Although initial results for the January-March period topped analysts’ projections, the good news was quickly eclipsed when management warned of trouble ahead during a conference call.
The main takeaway: Apple’s sales will be squeezed by the supply problems much harder in the current April-June quarter than in its previous one. The company estimated it would take a hit to revenue of $4bn to $8bn as a result.
“It will affect most of the product categories,” Apple CEO Tim Cook told analysts.
Apple’s stock price fell 4% in extended trading, reversing a positive response after the Apple report initially came out. Before the sobering forecast lowered the shares even further, Apple’s stock had fallen 10% from its peak in early January.
“It was a solid quarter, but it looks like Covid has reared its ugly head,” said Edward Jones analyst Logan Purk. “It looks like it’s two steps forward, one step back.”
Like a wide gamut of companies, ranging from automakers to healthcare providers, Apple has been grappling with shortages of computer chips and other key technology components required in modern products.
Apple had expected the crunch to ease as this year progressed, but recent Covid outbreaks are starting to curtail production in Chinese factories the company relies on.
Despite those headwinds, the results for the January-March period drew a picture of a still-expanding empire, generating huge profits that have yielded the firm a $2.7tn market value – the largest among US companies.
Apple announced a 5% increase in its quarterly dividend, which has been steadily rising since the company revived the payment a decade ago. Effective 12 May, Apple’s new quarterly dividend will stand at 23 cents per share – more than doubling from 10 years ago.
Even without that supply issues, Apple would still be facing some of the same challenges confronting many other major technology companies. After enjoying a pandemic-driven boom, it’s becoming tougher to deliver the same levels of spectacular growth that drove tech-company stock prices to record highs. The crisis continues to fade away and growth on a year-to-year basis has become harder to maintain.

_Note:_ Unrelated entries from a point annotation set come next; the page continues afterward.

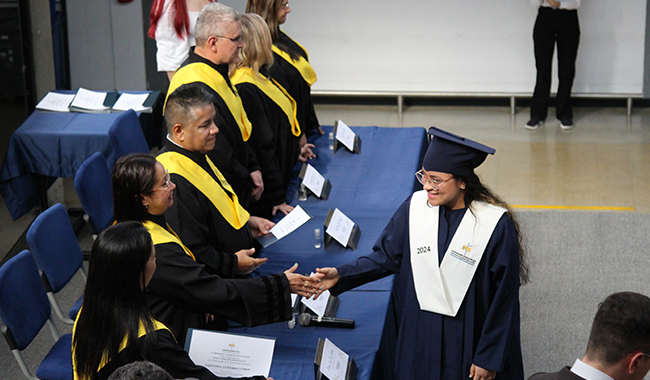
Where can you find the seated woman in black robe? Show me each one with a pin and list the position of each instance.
(182, 293)
(292, 68)
(115, 326)
(272, 112)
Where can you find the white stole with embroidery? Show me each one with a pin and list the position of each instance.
(442, 288)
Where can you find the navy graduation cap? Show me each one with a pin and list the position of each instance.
(453, 154)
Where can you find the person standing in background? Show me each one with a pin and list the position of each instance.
(172, 25)
(557, 23)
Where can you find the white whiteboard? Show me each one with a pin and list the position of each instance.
(462, 46)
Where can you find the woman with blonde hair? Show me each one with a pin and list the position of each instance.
(292, 68)
(277, 137)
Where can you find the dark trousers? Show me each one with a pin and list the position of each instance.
(561, 27)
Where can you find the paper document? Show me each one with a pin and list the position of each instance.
(317, 306)
(290, 222)
(54, 101)
(340, 227)
(345, 135)
(90, 100)
(131, 101)
(231, 355)
(334, 362)
(313, 180)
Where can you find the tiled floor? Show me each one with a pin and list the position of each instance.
(601, 164)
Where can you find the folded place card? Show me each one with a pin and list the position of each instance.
(342, 229)
(296, 218)
(315, 182)
(345, 135)
(332, 363)
(230, 355)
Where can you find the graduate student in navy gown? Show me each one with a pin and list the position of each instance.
(456, 247)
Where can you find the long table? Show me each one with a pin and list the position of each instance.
(368, 188)
(53, 144)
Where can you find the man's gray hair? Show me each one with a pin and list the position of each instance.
(211, 19)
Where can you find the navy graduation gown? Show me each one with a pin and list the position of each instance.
(485, 331)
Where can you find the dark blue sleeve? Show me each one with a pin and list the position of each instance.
(500, 329)
(385, 259)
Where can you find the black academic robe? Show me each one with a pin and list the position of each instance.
(289, 77)
(275, 146)
(200, 225)
(165, 352)
(564, 374)
(181, 292)
(233, 156)
(485, 331)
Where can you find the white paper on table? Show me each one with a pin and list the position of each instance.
(340, 227)
(54, 101)
(296, 218)
(317, 306)
(345, 135)
(313, 180)
(334, 362)
(131, 101)
(294, 297)
(91, 100)
(231, 355)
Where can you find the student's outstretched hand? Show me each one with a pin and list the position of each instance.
(245, 263)
(301, 285)
(328, 277)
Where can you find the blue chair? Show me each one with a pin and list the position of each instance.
(24, 310)
(93, 185)
(56, 250)
(126, 135)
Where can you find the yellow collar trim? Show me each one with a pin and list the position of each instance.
(202, 72)
(273, 90)
(225, 201)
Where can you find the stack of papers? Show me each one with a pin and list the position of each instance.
(88, 101)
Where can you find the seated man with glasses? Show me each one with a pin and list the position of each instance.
(618, 344)
(218, 41)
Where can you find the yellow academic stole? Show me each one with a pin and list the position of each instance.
(161, 235)
(222, 197)
(302, 65)
(105, 360)
(273, 90)
(201, 72)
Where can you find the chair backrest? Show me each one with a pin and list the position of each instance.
(24, 307)
(93, 185)
(126, 135)
(55, 247)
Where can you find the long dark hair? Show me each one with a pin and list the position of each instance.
(477, 191)
(114, 301)
(269, 9)
(133, 175)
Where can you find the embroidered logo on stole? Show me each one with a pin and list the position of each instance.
(441, 288)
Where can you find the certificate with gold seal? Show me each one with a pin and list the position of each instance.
(230, 355)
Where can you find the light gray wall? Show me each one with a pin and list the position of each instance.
(106, 45)
(467, 46)
(461, 46)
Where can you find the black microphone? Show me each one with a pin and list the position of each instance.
(307, 319)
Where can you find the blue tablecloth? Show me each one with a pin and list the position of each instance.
(295, 349)
(50, 144)
(368, 188)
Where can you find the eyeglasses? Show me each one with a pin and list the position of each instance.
(234, 40)
(435, 183)
(166, 184)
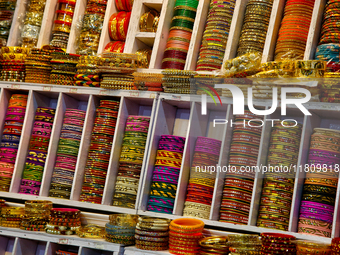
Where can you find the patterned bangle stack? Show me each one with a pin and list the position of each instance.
(121, 229)
(99, 152)
(37, 151)
(10, 138)
(131, 160)
(152, 234)
(238, 186)
(278, 187)
(319, 191)
(12, 62)
(201, 183)
(63, 68)
(166, 173)
(67, 153)
(184, 236)
(37, 214)
(63, 221)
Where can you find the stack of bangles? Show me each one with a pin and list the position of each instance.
(202, 181)
(166, 173)
(67, 153)
(277, 191)
(63, 68)
(37, 213)
(37, 151)
(180, 34)
(99, 152)
(64, 221)
(152, 234)
(238, 185)
(184, 236)
(131, 160)
(319, 191)
(10, 139)
(12, 62)
(121, 229)
(87, 74)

Apple’s most recent quarter illustrated the high hurdles the Cupertino, California, company is now trying to clear. Revenue for the period totaled $97.3bn, yet it was only 9% higher than the same time last year. It marked the first time in the past six quarters that Apple hasn’t produced double-digit gains in year-over-year revenue. That number, however, exceeded the average revenue estimate of $94bn among analysts surveyed by FactSet Research, indicating that Apple’s growth slowdown hasn’t been quite as severe as investors were anticipating.
Quarterly profit came in at $25bn, or $1.52 per share, a 6% increase from the same time last year. Analysts had predicted earnings per share of $1.42.
As usual, the iPhone remains Apple’s marquee product with sales of $50.6bn in the past quarter – a 5% uptick from the same time last year. Apple has been trying to keep its iPhones sales growing while chips remain in short supply by siphoning some components from the iPad, which saw its sales fall 2% from last year to $7.6bn.